Written by: Josh Appelbaum, Andre Nemec & Evan Daugherty

(based on the TEENAGE MUTANT NINJA TURTLES comics by Peter Laird & Kevin Eastman)

Starring: Megan Fox, Will Arnett, William Fichtner, Alan Ritchson, Noel Fisher, Johnny Knoxville, Jeremy Howard, Tony Shalhoub, Tohoru Masamune & Whoopi Goldberg

When a trailer for this TMNT reboot arrived, shit hit the fan from everybody who grew up with the original giant talking turtle cartoon. I was never a fan of the TEENAGE MUTANT NINJA TURTLES and as a result, I don’t have the nostalgic factor for them that most do. I still didn’t think that this glossy reboot looked good enough to see on the big-screen back in August and most people (fans and non-fans) were anticipating TMNT to tank at the box office. In a surprising turn of events, the film wound up grossing almost half a billion worldwide and is currently spawning a sequel (due in August 2016). Seeing as I’m indifferent to the franchise and going into this as my first full TURTLES movie, I was hoping for something fun at the very least. The new TMNT may have been a box office success, but is far from a success in quality.

TEENAGE MUTANT NINJA TURTLES, Leonardo (voice: Johnny Knoxville), 2014. ph: ILM/©Paramount

The place is New York. Crime is at an all-time high due to the sinister Foot Clan wreaking havoc on innocent citizens. April O’Neal is a reporter investigating Foot Clan activities in order to score a bigger story than the fluff that she’s usually saddled with. After a damsel in distress encounter, April stumbles across four unlikely vigilantes. They’re turtles, who also happen to also be mutants, ninjas and teenagers. However, knowledge of the turtles’ existence has caused the leader of the Foot Clan, Shredder, to enact a deadly plan that could mean the destruction of the entire city.
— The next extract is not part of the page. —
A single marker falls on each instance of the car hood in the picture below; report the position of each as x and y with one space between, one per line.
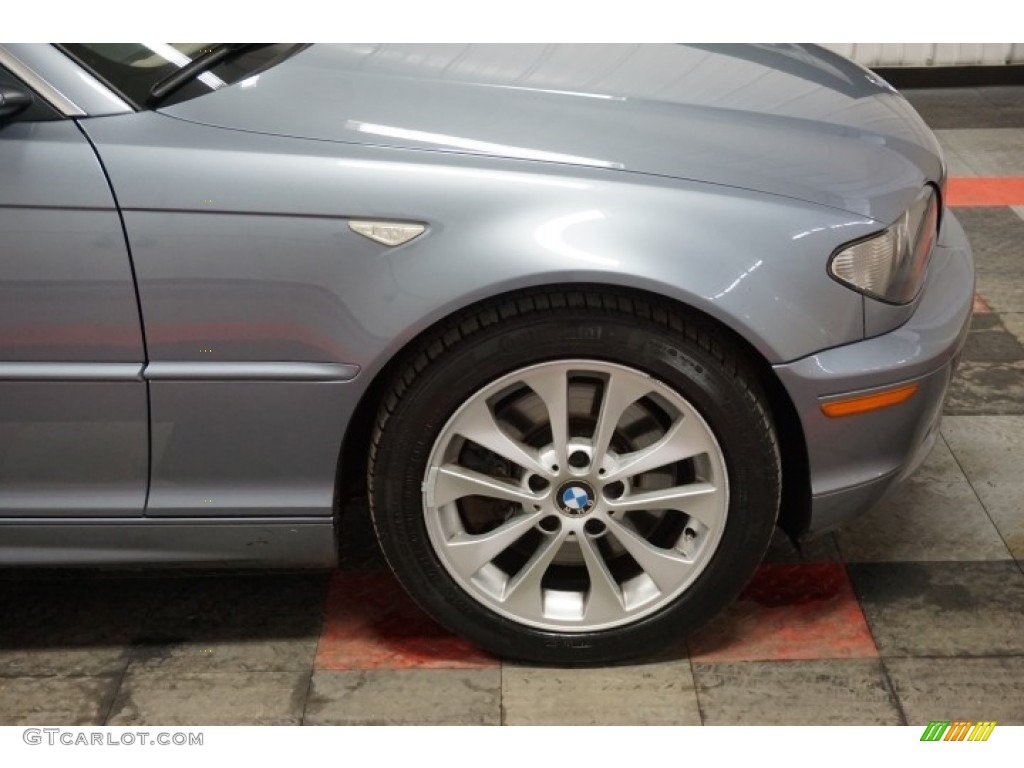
796 121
It’s up to April, her cameraman sidekick, four ninja turtles, and Master Splinter, a karate-trained sewer rat and the turtles’ father, to save the day!

TEENAGE MUTANT NINJA TURTLES, from left: William Fichtner, Megan Fox, 2014. ph: David

Michael Bay has a producer credit on TMNT, but didn’t direct it. He may as well have. The frantically edited action, by-the-numbers storyline, and bombastic overuse of certain techniques suggests that Bay had more than just a producer’s role in the making of this movie. The action is almost dizzying at times because it can’t focus on one single shot for more than 10 seconds. You’ve likely seen this plot play out many times before and not necessarily in films that feature giant talking turtles. What’s more laughable is the use of clichés and plot revelations that aren’t given enough time to sink in before the movie rushes on with its formulaic story. No character development is given, so there’s no reason to feel anything for anyone (though some performers are better than others). Then there’s the trademark lens flares, explosions and pointless slow-motion that seems as if either Michael Bay was backseat directing on the set or that Jonathan Liebesman was trying to emulate Bay.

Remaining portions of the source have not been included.